The CDC has said that 1 in 68 children are born with autism. In Canada, the numbers are about 1 in 94. Those are some pretty significant numbers.
My question to you is: Do you have people with autism in your church? I don’t mean just children, but people in general.
If you do not have any, I would encourage you to ask why. Have you had families with autism that have visited and not come back? Is there something about your service that might turn off someone with autism? Do you openly reject people with autism because it might spoil the “show” (this actually happens more often than you would think)?
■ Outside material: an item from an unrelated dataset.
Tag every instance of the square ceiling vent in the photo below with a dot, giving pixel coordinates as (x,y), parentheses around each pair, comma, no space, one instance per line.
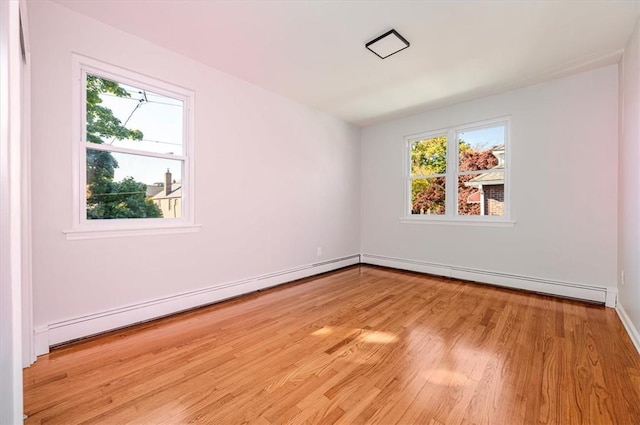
(387,44)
Perhaps you have people with autism at your church and you don’t realize it. Many people have a stereotypical idea of what a person with autism is like. There are people who have what was once called Asperger’s Syndrome (that diagnosis is now just Autism Spectrum Disorder) who may lack what you consider to be autistic traits and just seem to be socially awkward. Take some time to talk to some of those people who are on the fringe of your church community and try to understand them better.
If you do have people with autism in your church (and I hope you do), what are you doing about it? Are you as interested in accommodating a person with autism as you are a person with a wheelchair? How do you include them? Are you intentional about embracing them or are you paralyzed with uncertainty about what to do?
Martin Luther King Jr. once said that Sunday morning is the most segregated hour in America. I hope that we have made progress with bringing the races together. How segregated are we when it comes to people with developmental disabilities (or disabilities in general)?